Why autistic women are being missed

Autistic women and misdiagnosed BPD commonly seem to come hand-in-hand. After doing some research into it for my own situation, I discovered some interesting reasons why autistic women are being misdiagnosed with mental health conditions:

  • Women internalise their feelings which means they can show as depression, anxiety, eating disorders and, borderline personality disorder
  • We’ve learned social cues so can disguise ourselves, like chameleons, in plain sight (society).
  • Women like me are going for private assessments only to be told we don’t ‘fit the criteria’ because our interests aren’t so intense
  • Many women don’t question their diagnosis if they think it might be wrong.

Questioning your mental health diagnosis, given by a mental health professional, can seem like a rookie move. These people are the experts and they know best. And a lot of the time, they do. But when it comes to neurodiversity and mental health, they’re learning as they go. This is great but there are so many women being missed in the process.

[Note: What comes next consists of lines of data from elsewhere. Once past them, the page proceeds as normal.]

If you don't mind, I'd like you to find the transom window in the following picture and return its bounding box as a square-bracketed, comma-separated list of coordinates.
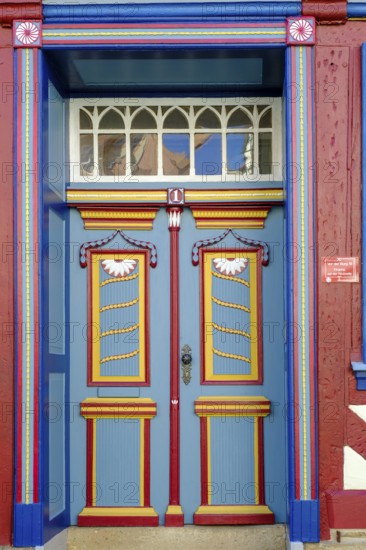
[70, 98, 282, 183]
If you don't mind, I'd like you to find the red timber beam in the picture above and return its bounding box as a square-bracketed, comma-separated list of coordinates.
[302, 0, 347, 25]
[0, 0, 42, 545]
[165, 206, 184, 527]
[0, 0, 42, 27]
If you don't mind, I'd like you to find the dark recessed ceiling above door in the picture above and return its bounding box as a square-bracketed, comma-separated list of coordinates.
[45, 48, 284, 95]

Misdiagnosed mental health conditions

According to the National Autistic Society, ‘women and girls are more likely to be misdiagnosed, with 42% of females diagnosed with a mental disorder instead of autism.’ (Source). So women like me, are being diagnosed with anxiety, depression, bipolar, eating disorders and personality disorders, could actually just be autistic. They might not need medication to help them function. Instead, they might just need access to good support and guidance to help them navigate life with a neurodiverse brain. If someone had told me earlier on in my life that I was autistic, I would’ve been able to do the research, find support and learn as I went. Instead, I’ve been reading information that hasn’t really helped me that much. Now I know why a lot of it didn’t resonate with me.

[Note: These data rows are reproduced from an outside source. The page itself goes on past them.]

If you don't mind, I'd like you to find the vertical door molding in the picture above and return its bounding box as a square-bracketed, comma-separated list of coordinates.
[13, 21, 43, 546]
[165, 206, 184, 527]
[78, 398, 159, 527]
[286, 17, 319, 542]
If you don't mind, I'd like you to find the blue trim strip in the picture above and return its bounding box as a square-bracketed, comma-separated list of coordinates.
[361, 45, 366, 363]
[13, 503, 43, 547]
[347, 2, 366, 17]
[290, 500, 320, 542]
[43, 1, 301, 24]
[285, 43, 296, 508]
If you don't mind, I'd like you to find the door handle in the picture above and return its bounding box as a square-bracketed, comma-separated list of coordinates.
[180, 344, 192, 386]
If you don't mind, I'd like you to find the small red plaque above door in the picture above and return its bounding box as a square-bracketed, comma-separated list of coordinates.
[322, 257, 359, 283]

My mental health diagnosis experience

As with anything, it’s not been the most straight forward. The road to recognition and diagnosis has taken unexpected twists and turns. There have been points where I’ve wanted to give up. But then I realise that I deserve to be recognised and understood. When I went for that first GP appointment over 10 years ago and was told I had depression, I was in the dark about anything to do with my brain. I thought I was never on the same wavelength as anyone else and depression almost proved it. 10 years on and I’m still getting to know me better and being a square peg isn’t all bad. However, being in the middle of two diagnoses is confusing. Even though the two overlap, I feel like my identity is in jeopardy.

Moving forward

It would be amazing to see the criteria changed/updated so that more females receive a diagnosis. The difference it would have made to me growing up would’ve been HUGE. There would have been a real explanation of the way my brain works. I wouldn’t have thought that being different was a bad thing. I wouldn’t have thought that not understanding instructions right away or flapping my hands when I got overwhelmed were failures. Females deserve to be assessed on the same level as males. Autism isn’t just a male thing. The sooner the criteria is updated, the better it will be for future generations who need help understanding who they are.